1972-2007: Gemma torna a casa Calabresi

da Milano

Lo uccisero alle 9 e un quarto del mattino mentre apriva la portiera della Cinquecento blu della moglie. Via Cherubini: 17 maggio 1972-17 maggio 2007. Ci sono voluti trentacinque anni ma finalmente l’Italia s’inchina alla memoria del commissario Luigi Calabresi. C’è il presidente della Repubblica Giorgio Napolitano e, piccolo miracolo bipartisan, il sindaco di centrodestra Letizia Moratti e il presidente della Provincia Filippo Penati, diessino. Soprattutto c’è lei, Gemma Capra, emozionata e sorridente. Quel giorno, un minuto dopo aver capito di essere rimasta vedova, lasciò l’abitazione di via Cherubini e scappò altrove. Ora per la prima volta torna nel punto in cui il marito fu abbattuto. Due colpi: alla nuca e alla schiena. Poi, secondo la ricostruzione del pentito Leonardo Marino, Ovidio Bompressi salì sulla 125 pronta per la fuga mormorando solo due parole: «Che schifo». Gemma invece dettò un necrologio che volava alto sui cumuli di menzogne e falsità accatastate dall’ideologia dominante: «Padre, perdona loro perché non sanno quello che fanno».
Trentacinque anni dopo, Gemma Calabresi ha vinto. E raccoglie il plauso generale: «La presenza del capo dello Stato mi ricompensa e una cerimonia come questa, ricca di emozioni e di valori, non mi fa sentire i 35 anni trascorsi. Non sono più passata da questo luogo da allora e questo ovviamente mi ha fatto un certo effetto. Tornarci oggi, a 35 anni di distanza, è per me particolarmente significativo: le cerimonie di questi giorni in ricordo di mio marito testimoniano il trionfo della verità, della giustizia, del senso dello Stato e che, finalmente, si è data voce a tutti i caduti del terrorismo».
Napolitano ha scombussolato il cerimoniale, ha voluto essere a Milano e ha compattato le istituzioni; alle 10.30 le autorità inaugurano la targa al Centro congressi della Provincia, a mezzogiorno sono tutti in via Cherubini: Napolitano scopre la lapide voluta da Palazzo Marino. Il Presidente invita a «ricordare e onorare» tutte le vittime «perché mai più in Italia si ripeta quella spirale di odio e di violenza che si chiama terrorismo». Poi abbraccia Gemma e uno a uno i tre figli: Mario, Paolo e Luigi, nato dopo la morte del padre. Mario Calabresi, che ha appena dato alle stampe Spingendo la notte più in là, ovvero la storia della sua famiglia, spiega: «Sugli scaffali delle librerie ci sono solo le memorie degli ex terroristi. Ho sempre pensato che mancasse un altro punto di vista, il racconto di quelli che hanno perso qualcuno per la violenza degli anni Settanta». Ci ha pensato lui a colmare quel vuoto, con un testo lieve e profondo che è anche un inno alla vita e un invito a superare gli steccati del passato, specie nello squarcio finale sotto la cima del Monte Bianco, dove Mario ritrova finalmente papà Gigi: «Rimasi ad ascoltarlo a lungo e sentii che era giusto guardare avanti, camminare, impegnarsi per voltare pagina nel rispetto della memoria». Letizia Moratti spiega che il libro del figlio maggiore del commissario le ha fatto compagnia in questi giorni, poi ringrazia la famiglia Calabresi: «Ci hanno insegnato a compiere il loro dovere, a difendere la nostra libertà, a vincere la paura».

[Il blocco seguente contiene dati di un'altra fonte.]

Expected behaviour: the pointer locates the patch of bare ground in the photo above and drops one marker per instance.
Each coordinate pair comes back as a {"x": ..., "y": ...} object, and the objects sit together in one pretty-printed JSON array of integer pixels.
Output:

Penati sottolinea lo spirito unitario delle due iniziative: «Questa è una giornata importante che ci aiuta ma soprattutto ci impegna a costruire una memoria condivisa della nostra storia». Poi si rivolge a Gemma Calabresi con una battuta che supera di botto tutto quel tempo: «Ci scusi per il ritardo».
Solo gli anarchici e una delegazione di Rifondazione rompono il clima, deponendo in piazza Fontana una corona d’alloro davanti al cippo che ricorda Giuseppe Pinelli «ucciso innocente». Penati si smarca: «Mi riconosco nella lapide del Comune» che invece recita, «morto tragicamente». È il passato che vuole riafferrare il presente. Il passato che torna sotto forma di uno striscione appeso ad un cavalcavia: «La storia non si tocca. Calabresi assassino». Trentacinque anni fa era l’opinione di Lotta continua e di tanti alti accecati dall’odio. Oggi, è semplicemente un delirio.